Evidently this claim is true as it would be stated clear in a table to show the figures; however this study does not take into account the reality that New York laws allow the handling of firearms, whereas United Kingdom laws do not allow the handling of firearms. Therefore the results of this study would show to be misleading as it had not been compared to a city/state similar. To prevent a built in bias the researcher should have carried out the study against another state similar to New York. It can be said the many researchers carry out studies with a built in bias to persuade the audience to one side.

For example, with the debate of whether smoking causes cancer, many studies have been carried out; Martin (2005) claims that smoking causing about ninety percent of lung cancer deaths in males and virtually eighty percent of lung cancer deaths in females. The question to ask here is who was being studied? Did the researcher ensure the study was high in internal validity; the researcher may have been very selective in their sampling process, and only studying individuals who smoke and have lung cancer, or ensuring that there was more smoker and lung cancer suffers that those without lung cancer.

Therefore this study would not represent the population as a whole, only the population that the study was taken upon. Percentages must not always be trusted as the viewer will not know if only ninety percent of male smokers with lung cancer and eighty percent of female smokers with lung cancer asked; if this claim is true then the statistics would prove to be right that out of the ninety percent of males asked, ninety percent did have lung cancer.

Therefore this test would have lead to the creation of artificial sampling conditions that do not reflect the population as whole, which can be known as low external validity, producing misleading results (Ellis-Christensen, Date Unknown; Taflinger, 1996; Williams and Wragg (a), 2004; Williams and Wragg (b), 2004; Williams and Wragg (f), 2004). “Garbage in, garbage out” (h2g2, 2003). When reading research, the interpreter must remember that statistics can be found to support just about any idea and in every way of viewing it; the interpreter must ask themselves who carried out the study: someone for or against the hypothesis?
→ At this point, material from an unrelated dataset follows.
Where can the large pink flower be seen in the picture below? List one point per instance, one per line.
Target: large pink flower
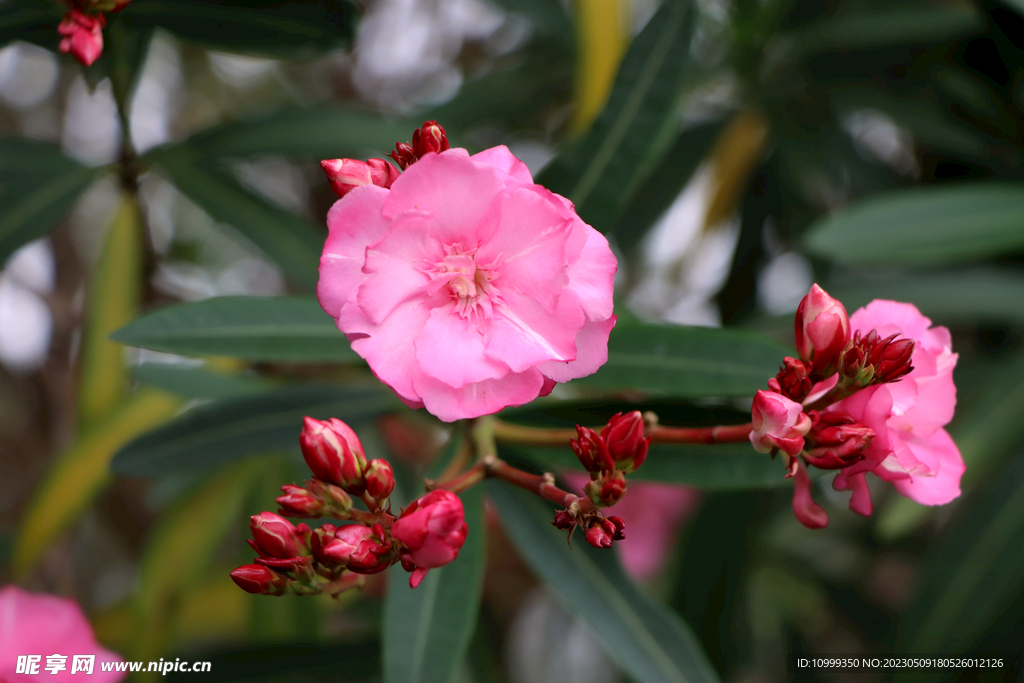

If the question was specific then it is likely that the statistics are correct, however if the question was vague then no meaningful information can come from the raw data (h2g2, 2003; Taflinger, 1996). For example, a question of “What female running trainers are better? Asics or Reebok? ” can provide misleading results, as this question is very unspecific. The question does not state whether it is referring to the how comfortable the trainer is, the design, colours available, price, performance etc. Therefore the statistical analysis of this data will be deceptive as it is not identifying any specific factor.

Gratton and Jones ((b), 2004) stated that there are four techniques in sampling for statistical analysis, these include random, stratified random, cluster and systematic. Each technique will be preferable to the specific aim of the study and population groups required, with random sampling being the ideal technique as it provides a representative sample of the population as a whole. However all four of the techniques can result in misleading statistics if not performed with care; more information on what each of the techniques entail can be found in Appendix 2.